Twitter: Not as popular as Facebook, but all the cool kids dig it. 23 skidoo!

LinkedIn: Sharing professionally over a social network with a fat IPO.

WordPress: The rising blog behemoth and exceptional content management system. Note that the pop-up window that appears after you enter your WordPress blog address is basically a QuickPress Post. It will include a link to the item you want to share but not an image. To get around this, right-click on the chart from the Share screen before you press the Wordpress "W" and choose "Save image as..." to somewhere on your computer. You can then edit and insert the saved image into your blog. The chart header will not be included, but you can type it back into your blog post along with other commentary or images. You must cite the source if you go this route, because the source will not automatically be included in the saved image. We suggest: "All data from the South Tahoe Association of REALTORS® MLS. Powered by 10K Research and Marketing."

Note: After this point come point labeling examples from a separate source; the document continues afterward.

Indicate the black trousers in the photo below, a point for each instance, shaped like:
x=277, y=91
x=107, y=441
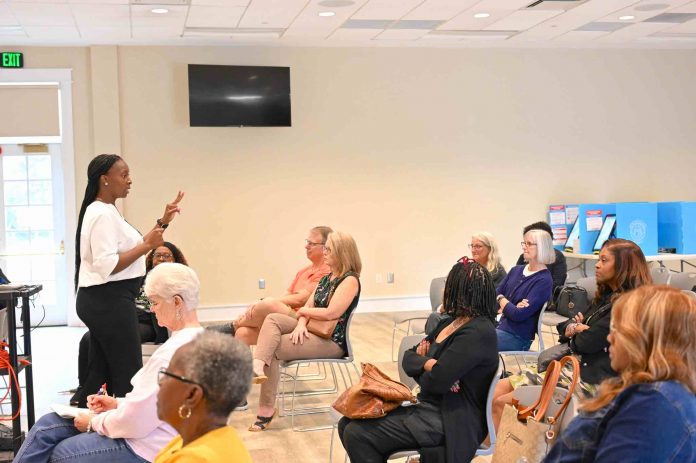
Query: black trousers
x=115, y=354
x=406, y=428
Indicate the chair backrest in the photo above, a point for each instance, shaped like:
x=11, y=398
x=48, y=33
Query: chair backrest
x=349, y=346
x=406, y=343
x=437, y=291
x=590, y=285
x=683, y=280
x=540, y=334
x=660, y=275
x=489, y=411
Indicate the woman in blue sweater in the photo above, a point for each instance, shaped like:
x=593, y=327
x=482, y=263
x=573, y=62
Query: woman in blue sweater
x=523, y=293
x=648, y=412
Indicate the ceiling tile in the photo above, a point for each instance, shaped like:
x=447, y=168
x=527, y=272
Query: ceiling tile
x=354, y=34
x=142, y=16
x=214, y=16
x=386, y=9
x=52, y=32
x=441, y=10
x=523, y=20
x=94, y=16
x=271, y=13
x=415, y=24
x=602, y=26
x=367, y=24
x=43, y=14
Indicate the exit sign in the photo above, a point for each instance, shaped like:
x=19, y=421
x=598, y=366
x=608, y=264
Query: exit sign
x=11, y=59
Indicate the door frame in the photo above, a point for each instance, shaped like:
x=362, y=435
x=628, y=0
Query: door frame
x=63, y=77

Switzerland: No, it's not a direct share to your Swiss friends. It's just a plus sign that opens up your sharing whims to the likes of Delicious, StumbleUpon or even something called Haber.gen.tr.


12 Months vs. Monthly (upper right corner of screen)

12 Months vs. Monthly

Colored means selected, white/gray means unselected.

12 Months: The default value is a view of the market for a rolling 12 months. That is to say from any given month, go back 12 months and total it up. The historical line graph will generally appear smoothed out.

Monthly: You can also select a month-over-month view of the market. The historical line graph will generally appear more choppy.


Enlarge a Chart (upper right corner of each individual chart)

Enlarge a Chart

It's an innocuous little symbol but also quite powerful. Click one and see what happens. Down with eye strain! Up with visual simplicity!


Mouseover Values (lower historical line charts)

Let's look at a historical line chart from The Thing. For this exercise, we have selected the Median Sales Price metric at the bottom and the Property Types breakout on the left.

Mouseover

Now let's blow that sucker up so we can see something cool. When you put your mouse pointer on a line, it shows you the value for the point on the line at which you're mousing over.

Mouseover Enlarged


Price Ranges with Median Sales Price (lower historical line charts)

Enlarge a Chart

You may have noticed that the lines go flat when you mix Price Ranges with Median Sales Price in a 12-month view. That's because this combination creates median values for defined price ranges which will remain relatively static.


The Meaning Behind the Metrics (at the bottom)

Metrics

Median Sales Price: Median price point for all closed sales, not accounting for seller concessions, in a given month.

Percent of List Price: Percentage found when dividing a property’s sales price by its last list price, then taking the average for all properties sold in a given month, not accounting for seller concessions.

Percent of Original Price: Percentage found when dividing a property's sales price by its original list price, then taking the average for all properties sold in a given month, not accounting for seller concessions.

Days on Market: Average number of days between when a property is listed and when an offer is accepted in a given month.

Months Supply: The inventory of homes for sale at the end of a given month, divided by the average monthly pending sales from the last 12 months.

Homes for Sale: The number of properties available for sale in active status at the end of a given month.

New Listings: A count of the properties that have been newly listed on the market in a given month.

Closed Sales: A count of the actual sales that have closed in a given month.